Ancora auguri per la tua morte
2019
Ancora auguri per la tua morte è un film del 2019, diretto da Christopher Landon.
“Al loop, al loop”, verrebbe da dire. E, come se non bastasse il banale gioco di parole, si può aggiungere che a questo grido di aiuto (o commerciale) è difficile crederci ancora. Ma, se il pastorello della famosa favola di Esopo riuscì a protrarre lo scherzo per giorni prima di essere abbandonato da tutti, in questo caso potrebbero bastare due film per fiaccare l’interesse. Intendiamoci, Auguri per la tua morte già soffriva terribilmente di diverse mancanze, come un soggetto non così originale come lo si voleva dare a credere e, ancora peggio, una crisi d’identità tramutata in un patchwork di “n” generi diversi mal assortiti. Il rapporto budget-incassi è stato tuttavia estremamente positivo e mercato ha voluto che Christopher Landon potesse rimettersi al lavoro per un sequel che è da giovedì nelle nostre sale; tutto nello stesso periodo in cui Russian Doll, serie Netflix dal pressoché identico plot, sta riscuotendo molto successo. Il loop quindi oggigiorno tira, a più di venticinque anni da Ricomincio da capo di Harold Ramis che nel frattempo, ahinoi, è pure morto.
È passato solo un giorno dagli avvenimenti del primo capitolo e Tree scopre che dietro il loop temporale che le faceva rivivere ogni volta il giorno della sua morte c’è sempre stato Ryan, l’amico nerd del suo ormai nuovo fidanzato, Carter. Insieme ad altri due suoi amici, il ragazzo aveva infatti costruito, per un progetto accademico, un reattore quantico che aveva inavvertitamente scatenato il fenomeno di cui sopra. Un ennesimo malfunzionamento del macchinario la fa però tornare indietro al giorno del suo mortifero compleanno, ma stavolta Tree rimarrà intrappolata in un universo parallelo in cui quasi niente è uguale a ciò che ha già vissuto. A volte bisogna ammettere che spiegare vuol dire anche complicare. Ancora auguri per la tua morte parte da quello che non doveva per forza essere un buco di sceneggiatura del precedente capitolo, col pretesto di prolungare il viaggio di formazione della sua sguaiata protagonista, e lo fa ripetendo, a volte ingigantendo, gli stessi errori commessi in prima battuta. Se da una parte Christopher Landon conferma di avere una promettente vena parodica (già dimostrata anche in Manuale scout per l’apocalisse zombie), dall’altra si perde troppo nell’ibridare i generi in uno stancante omaggio “post-postmoderno”.

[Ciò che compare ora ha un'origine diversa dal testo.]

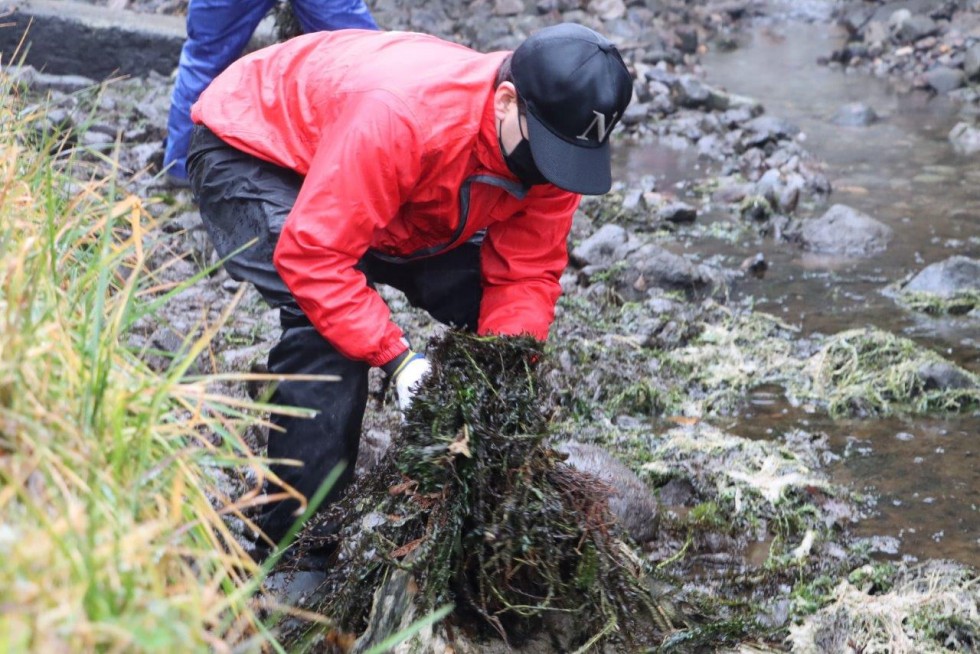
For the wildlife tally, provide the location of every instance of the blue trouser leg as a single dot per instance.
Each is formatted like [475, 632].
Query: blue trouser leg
[319, 15]
[217, 33]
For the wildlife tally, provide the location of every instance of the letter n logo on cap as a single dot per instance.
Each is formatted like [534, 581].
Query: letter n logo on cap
[599, 122]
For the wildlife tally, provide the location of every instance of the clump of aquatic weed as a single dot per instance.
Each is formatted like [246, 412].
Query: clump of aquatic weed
[929, 607]
[958, 303]
[753, 490]
[867, 372]
[474, 503]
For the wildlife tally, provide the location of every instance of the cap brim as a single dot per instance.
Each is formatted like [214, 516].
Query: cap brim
[575, 168]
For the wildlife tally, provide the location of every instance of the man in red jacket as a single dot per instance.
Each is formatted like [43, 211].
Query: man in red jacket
[340, 160]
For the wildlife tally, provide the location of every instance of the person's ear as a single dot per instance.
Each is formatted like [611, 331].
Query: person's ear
[503, 97]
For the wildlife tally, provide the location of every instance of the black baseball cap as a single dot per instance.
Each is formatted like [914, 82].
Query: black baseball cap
[575, 86]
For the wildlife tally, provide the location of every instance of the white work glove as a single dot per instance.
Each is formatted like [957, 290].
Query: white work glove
[407, 378]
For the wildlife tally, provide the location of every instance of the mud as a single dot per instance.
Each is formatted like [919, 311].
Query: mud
[650, 358]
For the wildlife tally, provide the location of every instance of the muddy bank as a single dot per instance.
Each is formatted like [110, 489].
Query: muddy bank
[651, 362]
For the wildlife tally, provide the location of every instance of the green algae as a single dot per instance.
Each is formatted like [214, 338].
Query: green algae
[473, 502]
[869, 372]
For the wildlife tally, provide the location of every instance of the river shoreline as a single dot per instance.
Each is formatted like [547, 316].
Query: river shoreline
[660, 354]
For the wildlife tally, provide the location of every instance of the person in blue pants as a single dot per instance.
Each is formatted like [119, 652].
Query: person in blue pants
[217, 33]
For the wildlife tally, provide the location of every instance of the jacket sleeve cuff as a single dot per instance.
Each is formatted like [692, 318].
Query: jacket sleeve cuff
[394, 366]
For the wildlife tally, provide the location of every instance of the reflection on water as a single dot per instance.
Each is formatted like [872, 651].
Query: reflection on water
[902, 171]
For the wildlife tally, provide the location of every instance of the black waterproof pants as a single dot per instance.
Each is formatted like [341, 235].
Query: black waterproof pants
[241, 199]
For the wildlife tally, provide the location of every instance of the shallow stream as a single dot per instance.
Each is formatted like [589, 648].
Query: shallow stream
[902, 171]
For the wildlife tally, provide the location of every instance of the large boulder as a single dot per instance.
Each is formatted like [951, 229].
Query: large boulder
[946, 278]
[843, 230]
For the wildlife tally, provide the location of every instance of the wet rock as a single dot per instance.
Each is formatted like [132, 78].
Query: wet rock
[691, 93]
[843, 230]
[678, 213]
[944, 80]
[947, 278]
[607, 9]
[508, 7]
[907, 28]
[600, 247]
[677, 492]
[855, 114]
[971, 62]
[756, 266]
[652, 266]
[631, 501]
[766, 129]
[943, 375]
[965, 139]
[755, 208]
[731, 190]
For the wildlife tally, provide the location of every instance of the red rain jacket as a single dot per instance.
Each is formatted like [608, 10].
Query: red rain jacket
[396, 137]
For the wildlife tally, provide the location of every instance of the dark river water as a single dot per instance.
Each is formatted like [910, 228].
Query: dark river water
[903, 172]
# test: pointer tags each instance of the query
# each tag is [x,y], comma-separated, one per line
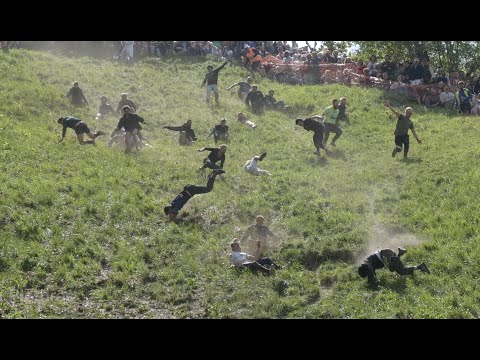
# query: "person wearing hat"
[80,128]
[220,131]
[187,193]
[187,135]
[387,258]
[244,88]
[401,131]
[131,123]
[126,101]
[104,109]
[211,80]
[76,95]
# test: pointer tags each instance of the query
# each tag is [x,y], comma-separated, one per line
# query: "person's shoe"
[273,271]
[423,268]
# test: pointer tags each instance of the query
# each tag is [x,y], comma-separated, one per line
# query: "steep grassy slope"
[83,234]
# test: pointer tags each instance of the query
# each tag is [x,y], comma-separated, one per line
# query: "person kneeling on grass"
[188,192]
[243,260]
[387,258]
[80,128]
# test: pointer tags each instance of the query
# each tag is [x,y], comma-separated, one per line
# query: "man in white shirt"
[251,166]
[243,260]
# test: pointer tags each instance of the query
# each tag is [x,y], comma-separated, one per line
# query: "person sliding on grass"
[80,128]
[387,258]
[216,154]
[254,263]
[401,131]
[251,165]
[188,192]
[330,121]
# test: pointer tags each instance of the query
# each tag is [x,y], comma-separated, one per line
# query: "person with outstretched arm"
[187,193]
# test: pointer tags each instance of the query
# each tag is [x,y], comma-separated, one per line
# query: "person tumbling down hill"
[258,232]
[387,258]
[242,118]
[251,166]
[187,193]
[216,155]
[131,123]
[187,135]
[401,131]
[317,127]
[80,128]
[254,263]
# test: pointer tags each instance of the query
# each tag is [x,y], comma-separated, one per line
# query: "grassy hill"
[82,229]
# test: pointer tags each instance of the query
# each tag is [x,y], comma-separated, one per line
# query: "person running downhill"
[211,79]
[80,128]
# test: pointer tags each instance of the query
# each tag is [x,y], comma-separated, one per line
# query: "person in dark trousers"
[254,263]
[76,95]
[216,154]
[80,128]
[387,258]
[272,103]
[244,88]
[131,123]
[342,110]
[220,131]
[104,109]
[463,99]
[255,101]
[211,79]
[187,193]
[259,232]
[126,101]
[401,131]
[317,127]
[330,121]
[187,135]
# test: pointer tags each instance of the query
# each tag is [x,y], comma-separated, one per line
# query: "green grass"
[82,229]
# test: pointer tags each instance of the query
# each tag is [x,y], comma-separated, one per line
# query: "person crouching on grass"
[401,131]
[80,128]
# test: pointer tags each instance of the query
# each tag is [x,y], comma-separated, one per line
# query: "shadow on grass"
[337,154]
[412,161]
[398,284]
[317,160]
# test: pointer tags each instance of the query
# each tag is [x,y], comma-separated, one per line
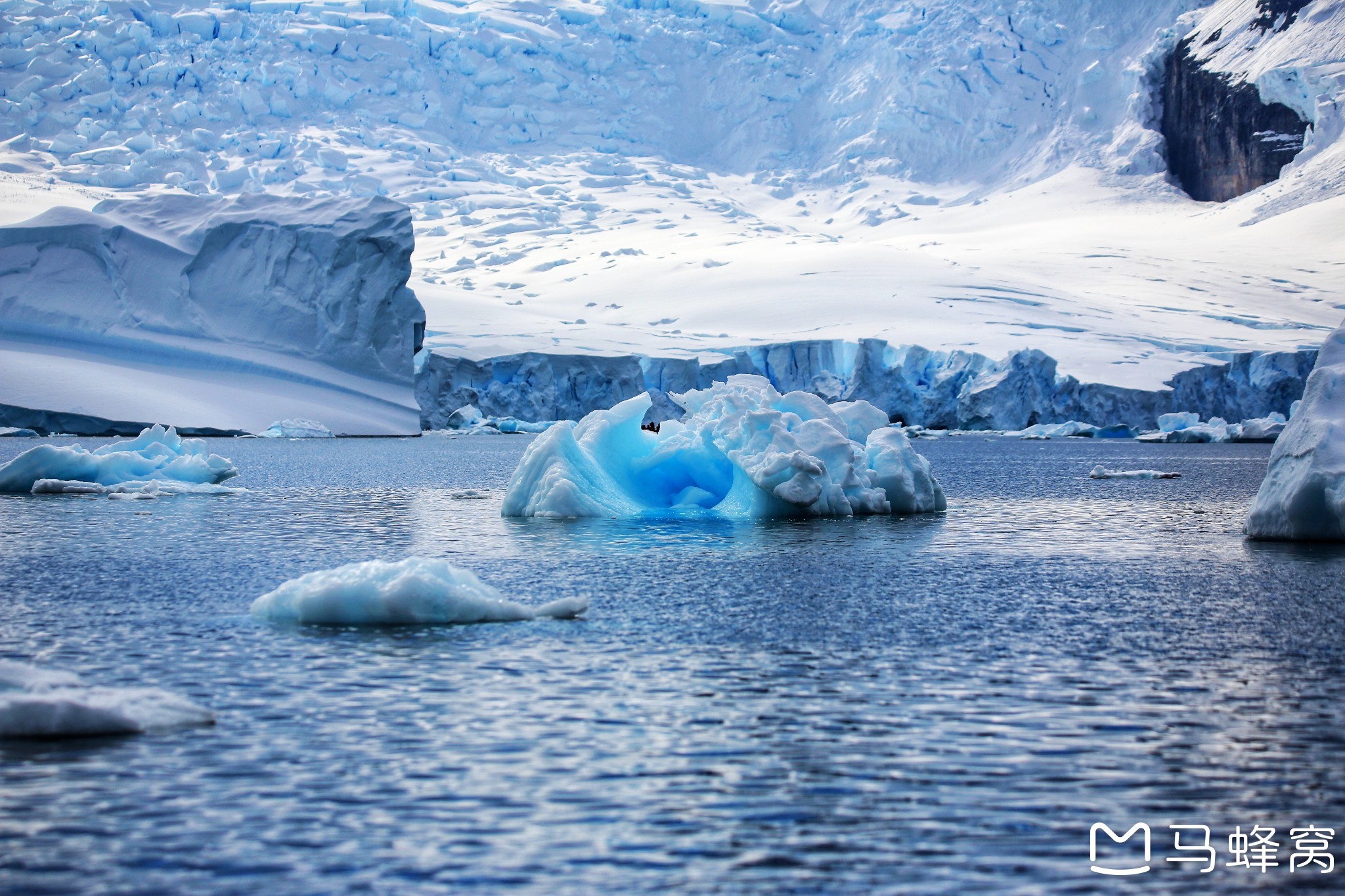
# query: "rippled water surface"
[927,704]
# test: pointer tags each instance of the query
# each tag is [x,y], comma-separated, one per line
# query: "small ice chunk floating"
[1103,473]
[741,450]
[43,703]
[1302,496]
[412,591]
[158,456]
[296,429]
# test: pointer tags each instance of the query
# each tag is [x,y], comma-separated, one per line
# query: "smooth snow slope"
[670,178]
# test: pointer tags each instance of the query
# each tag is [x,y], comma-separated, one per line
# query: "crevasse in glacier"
[1302,496]
[743,449]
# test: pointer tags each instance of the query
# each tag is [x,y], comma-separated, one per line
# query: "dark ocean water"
[926,704]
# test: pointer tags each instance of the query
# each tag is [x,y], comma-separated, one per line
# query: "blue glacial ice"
[1302,496]
[911,385]
[156,456]
[741,450]
[43,703]
[1103,473]
[296,429]
[412,591]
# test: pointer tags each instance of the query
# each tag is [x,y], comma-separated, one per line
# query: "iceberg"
[296,429]
[155,456]
[741,450]
[42,703]
[468,421]
[1103,473]
[412,591]
[1302,496]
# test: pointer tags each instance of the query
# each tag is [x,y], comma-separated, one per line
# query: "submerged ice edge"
[741,450]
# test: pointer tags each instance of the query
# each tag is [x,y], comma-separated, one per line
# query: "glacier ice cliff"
[911,385]
[1302,496]
[214,312]
[743,449]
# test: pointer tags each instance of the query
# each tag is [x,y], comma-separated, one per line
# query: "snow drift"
[412,591]
[156,456]
[1302,496]
[260,301]
[743,449]
[41,703]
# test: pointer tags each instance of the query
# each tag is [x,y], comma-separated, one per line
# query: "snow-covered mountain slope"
[676,177]
[211,312]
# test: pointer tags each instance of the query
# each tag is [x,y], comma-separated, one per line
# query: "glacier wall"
[912,385]
[323,280]
[210,313]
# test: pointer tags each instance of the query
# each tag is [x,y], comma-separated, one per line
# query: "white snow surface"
[43,703]
[296,429]
[410,591]
[1302,496]
[676,178]
[743,449]
[156,456]
[211,310]
[1103,473]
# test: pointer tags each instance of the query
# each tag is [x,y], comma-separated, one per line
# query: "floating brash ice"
[741,450]
[155,456]
[42,703]
[410,591]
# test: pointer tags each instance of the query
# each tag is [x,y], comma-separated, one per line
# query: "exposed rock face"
[912,385]
[1223,141]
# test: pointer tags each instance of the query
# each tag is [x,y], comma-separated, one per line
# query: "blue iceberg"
[741,450]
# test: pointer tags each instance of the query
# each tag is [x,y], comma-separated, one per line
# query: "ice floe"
[741,449]
[42,703]
[296,429]
[412,591]
[155,456]
[1103,473]
[1302,496]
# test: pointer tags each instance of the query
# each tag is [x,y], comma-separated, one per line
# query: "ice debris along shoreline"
[412,591]
[158,461]
[1103,473]
[42,703]
[1302,496]
[741,450]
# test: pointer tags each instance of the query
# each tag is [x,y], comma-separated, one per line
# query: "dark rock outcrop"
[1223,141]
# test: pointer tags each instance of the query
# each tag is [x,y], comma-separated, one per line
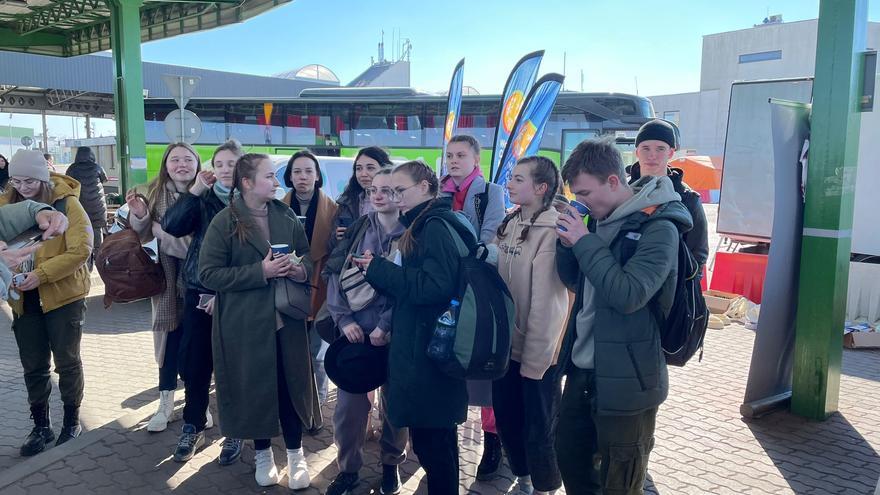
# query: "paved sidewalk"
[703,446]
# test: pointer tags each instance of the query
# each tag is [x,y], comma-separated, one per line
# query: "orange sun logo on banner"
[511,109]
[524,138]
[450,123]
[267,112]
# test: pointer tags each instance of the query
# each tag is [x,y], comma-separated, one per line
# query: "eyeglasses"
[25,182]
[385,191]
[398,192]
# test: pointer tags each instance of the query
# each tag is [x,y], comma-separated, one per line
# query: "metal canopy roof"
[76,27]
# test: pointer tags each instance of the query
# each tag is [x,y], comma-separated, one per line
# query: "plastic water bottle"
[443,340]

All’ironia craveniana del periodo Williamson si mescola infatti una comicità più vicina ai fratelli Zucker (anche se meno sottile), mentre lo slasher viene completamente assorbito e rinnegato, con sequenze che niente hanno a che fare con quello che dovrebbe essere, in fondo, il genere portante. Anche la fantascienza è ridotta alla mera citazione, tra riferimenti a Nolan (Inception e Interstellar) ed a Zemeckis (saga di Ritorno al futuro) con una strizzatina d’occhio evidente alla generazione di Big Bang Theory (la bionda stupidina e i nerd imbranati). Un vero peccato, anche perché Landon era riuscito a dare un senso a questa nuova avventura di Tree (una Jessica Rothe che si conferma molto versatile), mostrandola combattuta tra i fantasmi del passato e le incertezze del presente, tra due dimensioni entrambe foriere di rinunce e dolori. Resta comunque il fatto che una tale diegesi (personaggio intrappolato in un loop temporale e costretto a riconsiderare la sua esistenza) abbia quantomeno il sapore di una minestra riscaldata. Un brodo da riservire più volte, visti i palesi indizi finali che portano ad un esageratissimo terzo capitolo. Alle genti del prossimo futuro, me compreso: non è un loop, tranquilli, ma la legge della trilogia.